Type up transcript of interview with Angela Johnson.
The production log is intended to chart any obstacles you face in your research, your progress and the aims of your final report. My production log will have to be a little different: I’m going to record all the research I do here, both relevant and irrelevant, because, as yet, I don’t really know what my final report will be, nor what will end up being relevant. I don’t know what I’m aiming for. I will just have to wait and see what position I am in at the end of my research and what essay I can therefore bring together. [This is starting to feel a little like a diary???]

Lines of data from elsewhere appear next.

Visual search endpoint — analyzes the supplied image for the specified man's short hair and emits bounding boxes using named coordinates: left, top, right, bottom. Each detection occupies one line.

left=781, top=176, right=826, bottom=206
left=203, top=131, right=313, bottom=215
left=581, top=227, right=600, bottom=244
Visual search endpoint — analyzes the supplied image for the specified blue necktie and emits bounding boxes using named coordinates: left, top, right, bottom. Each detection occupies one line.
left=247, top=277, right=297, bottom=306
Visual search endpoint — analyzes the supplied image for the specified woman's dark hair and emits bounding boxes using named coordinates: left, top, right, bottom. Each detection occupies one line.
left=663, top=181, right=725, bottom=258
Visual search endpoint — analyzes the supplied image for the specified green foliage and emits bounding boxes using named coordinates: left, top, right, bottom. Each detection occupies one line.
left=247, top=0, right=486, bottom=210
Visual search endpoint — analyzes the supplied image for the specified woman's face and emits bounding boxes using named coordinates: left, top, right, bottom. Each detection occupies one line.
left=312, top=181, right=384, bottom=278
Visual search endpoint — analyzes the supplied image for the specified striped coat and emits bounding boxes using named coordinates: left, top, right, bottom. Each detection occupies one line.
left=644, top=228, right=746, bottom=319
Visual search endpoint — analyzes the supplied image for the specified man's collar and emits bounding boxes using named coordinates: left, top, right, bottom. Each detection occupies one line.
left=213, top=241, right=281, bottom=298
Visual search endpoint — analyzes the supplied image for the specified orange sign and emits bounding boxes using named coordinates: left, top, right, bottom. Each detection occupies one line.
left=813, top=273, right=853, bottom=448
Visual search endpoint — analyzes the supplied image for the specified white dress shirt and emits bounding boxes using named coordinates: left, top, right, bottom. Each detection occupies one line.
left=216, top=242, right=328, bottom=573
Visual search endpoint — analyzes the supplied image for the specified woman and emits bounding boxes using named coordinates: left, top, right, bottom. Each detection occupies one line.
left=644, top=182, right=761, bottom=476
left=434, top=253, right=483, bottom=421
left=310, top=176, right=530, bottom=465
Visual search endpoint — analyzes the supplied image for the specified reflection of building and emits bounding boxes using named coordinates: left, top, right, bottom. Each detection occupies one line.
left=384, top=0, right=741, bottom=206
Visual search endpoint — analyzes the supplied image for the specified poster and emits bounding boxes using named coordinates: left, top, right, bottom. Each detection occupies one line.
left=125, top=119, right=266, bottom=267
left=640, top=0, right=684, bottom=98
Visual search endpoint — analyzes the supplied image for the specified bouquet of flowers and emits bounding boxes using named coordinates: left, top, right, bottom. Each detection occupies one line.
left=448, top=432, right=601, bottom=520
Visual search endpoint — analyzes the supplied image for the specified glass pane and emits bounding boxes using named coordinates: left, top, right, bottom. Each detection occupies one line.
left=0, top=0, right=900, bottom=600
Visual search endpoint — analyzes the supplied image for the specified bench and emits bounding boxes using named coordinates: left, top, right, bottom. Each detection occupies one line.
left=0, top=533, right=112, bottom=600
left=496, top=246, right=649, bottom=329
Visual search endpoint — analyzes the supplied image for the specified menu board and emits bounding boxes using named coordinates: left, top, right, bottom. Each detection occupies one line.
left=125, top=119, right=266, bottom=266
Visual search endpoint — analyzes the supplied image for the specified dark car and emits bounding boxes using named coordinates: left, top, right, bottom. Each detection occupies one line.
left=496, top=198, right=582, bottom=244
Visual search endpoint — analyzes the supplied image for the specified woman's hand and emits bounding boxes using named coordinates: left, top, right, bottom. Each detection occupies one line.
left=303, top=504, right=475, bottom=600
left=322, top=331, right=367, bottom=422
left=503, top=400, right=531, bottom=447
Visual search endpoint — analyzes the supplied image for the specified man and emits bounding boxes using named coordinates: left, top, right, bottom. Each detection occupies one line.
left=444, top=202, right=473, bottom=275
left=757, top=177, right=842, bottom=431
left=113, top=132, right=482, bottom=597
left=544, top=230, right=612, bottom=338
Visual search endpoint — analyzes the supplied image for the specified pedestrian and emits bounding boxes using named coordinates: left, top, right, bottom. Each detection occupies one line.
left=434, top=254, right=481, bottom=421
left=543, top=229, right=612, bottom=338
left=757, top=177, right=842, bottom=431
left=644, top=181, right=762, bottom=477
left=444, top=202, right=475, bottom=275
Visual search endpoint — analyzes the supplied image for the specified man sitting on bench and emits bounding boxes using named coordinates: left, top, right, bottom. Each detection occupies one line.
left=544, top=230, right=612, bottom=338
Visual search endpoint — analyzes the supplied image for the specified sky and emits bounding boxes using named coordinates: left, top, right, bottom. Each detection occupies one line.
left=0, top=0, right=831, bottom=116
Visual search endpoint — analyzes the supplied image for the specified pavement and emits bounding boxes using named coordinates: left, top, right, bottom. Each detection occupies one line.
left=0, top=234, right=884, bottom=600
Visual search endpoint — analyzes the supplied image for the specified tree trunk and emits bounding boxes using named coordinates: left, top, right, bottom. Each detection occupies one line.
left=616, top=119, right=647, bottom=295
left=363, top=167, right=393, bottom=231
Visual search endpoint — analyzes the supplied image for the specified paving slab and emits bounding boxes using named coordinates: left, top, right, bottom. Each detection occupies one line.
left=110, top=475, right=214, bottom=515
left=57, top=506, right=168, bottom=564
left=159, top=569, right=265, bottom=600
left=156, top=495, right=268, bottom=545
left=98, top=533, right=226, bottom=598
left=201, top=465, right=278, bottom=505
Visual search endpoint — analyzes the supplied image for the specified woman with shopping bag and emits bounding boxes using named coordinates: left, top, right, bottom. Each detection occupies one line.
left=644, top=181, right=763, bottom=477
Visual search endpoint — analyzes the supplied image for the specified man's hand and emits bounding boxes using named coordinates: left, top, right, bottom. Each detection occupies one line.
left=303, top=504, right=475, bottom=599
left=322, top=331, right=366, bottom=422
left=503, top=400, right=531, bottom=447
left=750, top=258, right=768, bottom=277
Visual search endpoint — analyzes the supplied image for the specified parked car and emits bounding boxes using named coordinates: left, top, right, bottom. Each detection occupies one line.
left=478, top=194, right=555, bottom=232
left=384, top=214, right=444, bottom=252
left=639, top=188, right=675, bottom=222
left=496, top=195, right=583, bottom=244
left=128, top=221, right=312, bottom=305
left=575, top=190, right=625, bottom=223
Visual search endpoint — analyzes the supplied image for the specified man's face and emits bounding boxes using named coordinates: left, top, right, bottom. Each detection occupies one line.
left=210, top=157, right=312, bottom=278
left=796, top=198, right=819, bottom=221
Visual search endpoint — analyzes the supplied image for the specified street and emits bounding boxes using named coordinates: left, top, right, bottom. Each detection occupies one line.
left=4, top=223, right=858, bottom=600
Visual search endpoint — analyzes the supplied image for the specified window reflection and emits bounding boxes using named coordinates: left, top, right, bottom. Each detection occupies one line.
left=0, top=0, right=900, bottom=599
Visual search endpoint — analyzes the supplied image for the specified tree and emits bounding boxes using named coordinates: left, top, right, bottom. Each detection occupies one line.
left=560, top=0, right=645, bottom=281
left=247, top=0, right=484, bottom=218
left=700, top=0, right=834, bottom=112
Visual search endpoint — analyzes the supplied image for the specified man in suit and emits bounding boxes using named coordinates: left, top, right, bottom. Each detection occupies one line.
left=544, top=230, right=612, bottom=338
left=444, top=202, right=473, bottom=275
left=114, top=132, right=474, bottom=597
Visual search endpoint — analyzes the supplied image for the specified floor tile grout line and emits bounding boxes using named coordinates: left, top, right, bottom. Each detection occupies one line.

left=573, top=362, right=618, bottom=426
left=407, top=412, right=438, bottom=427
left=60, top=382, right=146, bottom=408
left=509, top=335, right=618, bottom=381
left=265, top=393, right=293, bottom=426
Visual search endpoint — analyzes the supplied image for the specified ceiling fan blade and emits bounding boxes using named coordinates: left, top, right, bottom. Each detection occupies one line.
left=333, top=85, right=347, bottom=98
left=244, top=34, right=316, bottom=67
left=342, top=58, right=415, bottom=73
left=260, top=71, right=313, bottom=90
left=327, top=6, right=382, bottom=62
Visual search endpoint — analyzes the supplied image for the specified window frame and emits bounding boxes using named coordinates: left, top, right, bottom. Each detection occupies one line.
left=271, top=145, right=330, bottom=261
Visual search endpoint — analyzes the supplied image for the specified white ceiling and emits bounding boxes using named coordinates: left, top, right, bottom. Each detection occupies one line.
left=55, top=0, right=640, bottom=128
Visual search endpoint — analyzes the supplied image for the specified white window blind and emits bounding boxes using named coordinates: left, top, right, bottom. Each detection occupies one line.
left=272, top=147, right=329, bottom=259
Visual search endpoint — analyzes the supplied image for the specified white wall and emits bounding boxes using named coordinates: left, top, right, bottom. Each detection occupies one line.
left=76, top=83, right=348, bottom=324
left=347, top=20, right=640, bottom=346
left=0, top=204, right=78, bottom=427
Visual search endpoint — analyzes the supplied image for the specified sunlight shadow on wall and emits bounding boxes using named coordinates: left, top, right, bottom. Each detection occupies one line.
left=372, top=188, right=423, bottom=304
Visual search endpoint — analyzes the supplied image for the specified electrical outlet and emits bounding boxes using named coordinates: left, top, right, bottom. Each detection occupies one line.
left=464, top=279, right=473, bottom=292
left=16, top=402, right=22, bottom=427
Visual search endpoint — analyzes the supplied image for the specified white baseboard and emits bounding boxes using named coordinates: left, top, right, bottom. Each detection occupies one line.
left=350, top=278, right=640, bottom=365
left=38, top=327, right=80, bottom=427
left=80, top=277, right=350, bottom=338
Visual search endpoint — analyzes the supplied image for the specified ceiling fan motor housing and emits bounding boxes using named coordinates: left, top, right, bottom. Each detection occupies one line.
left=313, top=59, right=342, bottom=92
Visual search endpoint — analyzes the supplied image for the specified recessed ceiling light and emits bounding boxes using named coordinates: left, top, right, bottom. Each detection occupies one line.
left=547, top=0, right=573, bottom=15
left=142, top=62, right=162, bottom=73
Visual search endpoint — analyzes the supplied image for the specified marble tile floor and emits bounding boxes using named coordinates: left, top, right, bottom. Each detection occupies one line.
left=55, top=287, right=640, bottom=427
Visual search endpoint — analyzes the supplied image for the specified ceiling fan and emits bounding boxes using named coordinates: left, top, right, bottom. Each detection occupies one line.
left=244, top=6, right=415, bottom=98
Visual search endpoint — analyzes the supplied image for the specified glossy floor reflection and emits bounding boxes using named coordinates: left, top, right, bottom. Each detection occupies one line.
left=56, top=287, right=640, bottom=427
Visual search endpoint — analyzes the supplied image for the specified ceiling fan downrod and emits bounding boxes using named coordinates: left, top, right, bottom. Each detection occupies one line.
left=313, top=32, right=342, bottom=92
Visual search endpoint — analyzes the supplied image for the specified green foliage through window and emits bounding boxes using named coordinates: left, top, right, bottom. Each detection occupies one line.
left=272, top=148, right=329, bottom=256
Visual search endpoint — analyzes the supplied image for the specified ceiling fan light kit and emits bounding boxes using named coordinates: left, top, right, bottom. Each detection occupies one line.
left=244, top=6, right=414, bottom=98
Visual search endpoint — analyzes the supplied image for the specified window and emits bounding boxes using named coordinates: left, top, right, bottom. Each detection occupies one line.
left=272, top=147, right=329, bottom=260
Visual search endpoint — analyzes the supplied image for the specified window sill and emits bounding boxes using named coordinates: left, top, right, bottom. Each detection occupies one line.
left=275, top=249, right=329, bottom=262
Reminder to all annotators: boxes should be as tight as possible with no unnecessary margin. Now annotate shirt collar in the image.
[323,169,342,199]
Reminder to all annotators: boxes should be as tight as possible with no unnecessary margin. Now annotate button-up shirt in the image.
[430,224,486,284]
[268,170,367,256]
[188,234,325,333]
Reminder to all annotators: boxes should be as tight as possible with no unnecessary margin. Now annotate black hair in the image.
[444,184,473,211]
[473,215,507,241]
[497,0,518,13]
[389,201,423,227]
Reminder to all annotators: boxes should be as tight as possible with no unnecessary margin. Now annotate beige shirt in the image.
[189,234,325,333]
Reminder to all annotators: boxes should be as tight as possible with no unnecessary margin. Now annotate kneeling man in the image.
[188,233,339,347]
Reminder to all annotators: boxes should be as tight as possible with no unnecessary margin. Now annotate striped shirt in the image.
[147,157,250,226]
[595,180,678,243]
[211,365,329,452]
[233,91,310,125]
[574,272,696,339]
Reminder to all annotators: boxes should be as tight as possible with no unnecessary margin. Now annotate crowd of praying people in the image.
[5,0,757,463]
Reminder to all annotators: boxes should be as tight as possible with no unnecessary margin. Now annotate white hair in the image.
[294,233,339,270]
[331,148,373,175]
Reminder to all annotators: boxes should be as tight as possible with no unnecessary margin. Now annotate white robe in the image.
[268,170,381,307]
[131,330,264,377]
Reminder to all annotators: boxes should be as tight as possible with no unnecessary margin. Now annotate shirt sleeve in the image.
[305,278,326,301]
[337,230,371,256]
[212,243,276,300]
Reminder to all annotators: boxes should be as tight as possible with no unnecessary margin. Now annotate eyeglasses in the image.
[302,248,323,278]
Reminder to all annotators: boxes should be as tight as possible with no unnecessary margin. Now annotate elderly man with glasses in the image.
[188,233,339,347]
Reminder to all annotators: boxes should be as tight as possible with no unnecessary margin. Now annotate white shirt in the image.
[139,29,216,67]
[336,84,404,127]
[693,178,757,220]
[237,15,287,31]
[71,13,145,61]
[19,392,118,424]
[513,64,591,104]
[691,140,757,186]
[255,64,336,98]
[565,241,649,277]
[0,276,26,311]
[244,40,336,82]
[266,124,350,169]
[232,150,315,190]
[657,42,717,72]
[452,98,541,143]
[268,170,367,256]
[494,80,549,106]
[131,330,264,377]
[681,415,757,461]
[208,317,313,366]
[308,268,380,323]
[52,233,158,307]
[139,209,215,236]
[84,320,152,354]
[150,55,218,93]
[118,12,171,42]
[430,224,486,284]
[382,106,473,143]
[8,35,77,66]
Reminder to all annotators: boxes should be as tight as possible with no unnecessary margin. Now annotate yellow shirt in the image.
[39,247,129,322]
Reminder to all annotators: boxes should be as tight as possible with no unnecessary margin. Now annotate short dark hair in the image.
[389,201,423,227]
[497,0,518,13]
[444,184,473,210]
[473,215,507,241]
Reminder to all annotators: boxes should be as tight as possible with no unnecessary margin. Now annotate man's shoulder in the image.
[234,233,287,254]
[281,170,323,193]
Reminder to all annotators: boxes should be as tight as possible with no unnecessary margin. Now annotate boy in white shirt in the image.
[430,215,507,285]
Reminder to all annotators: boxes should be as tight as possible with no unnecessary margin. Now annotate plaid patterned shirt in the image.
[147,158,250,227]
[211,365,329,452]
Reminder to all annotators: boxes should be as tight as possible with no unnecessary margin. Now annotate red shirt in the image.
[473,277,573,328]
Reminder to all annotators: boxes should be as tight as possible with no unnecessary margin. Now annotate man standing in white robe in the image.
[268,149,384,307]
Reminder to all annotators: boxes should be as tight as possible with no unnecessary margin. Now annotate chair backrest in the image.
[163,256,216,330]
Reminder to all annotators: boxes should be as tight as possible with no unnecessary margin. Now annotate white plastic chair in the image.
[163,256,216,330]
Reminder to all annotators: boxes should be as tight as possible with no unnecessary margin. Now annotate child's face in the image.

I’m hoping it will not be the essay I proposed to Mrs Morgan. I’m hoping it will be the truth. What really happened to Andie Bell on the 20th April 2012? And – as my instincts tell me – if Salil ‘Sal’ Singh is not guilty, then who killed her?
I don’t think I will actually solve the case and discover the person who murdered Andie. I’m not a police officer with access to a forensics lab (obviously) and I am also not deluded. But I’m hoping that my research will uncover facts and accounts that will lead to reasonable doubt about Sal’s guilt, and suggest that the police were mistaken in closing the case without digging further.
So my research methods will actually be: interviewing those close to the case, obsessive social media stalking and wild, WILD speculation.
[DON’T LET MRS MORGAN SEE ANY OF THIS!!!]
The first stage in this project then is to research what happened to Andrea Bell – known as Andie to everyone – and the circumstances surrounding her disappearance. This information will be taken from news articles and police press conferences from around that time.
[Write your references in now so you don’t have to do it later!!!]
Copied and pasted from the first national news outlet to report on her disappearance:
‘Andrea Bell, 17, was reported missing from her home in Little Kilton, Buckinghamshire, last Friday.
She left home in her car – a black Peugeot 206 – with her mobile phone, but did not take any clothes with her. Police say her disappearance is “completely out of character”.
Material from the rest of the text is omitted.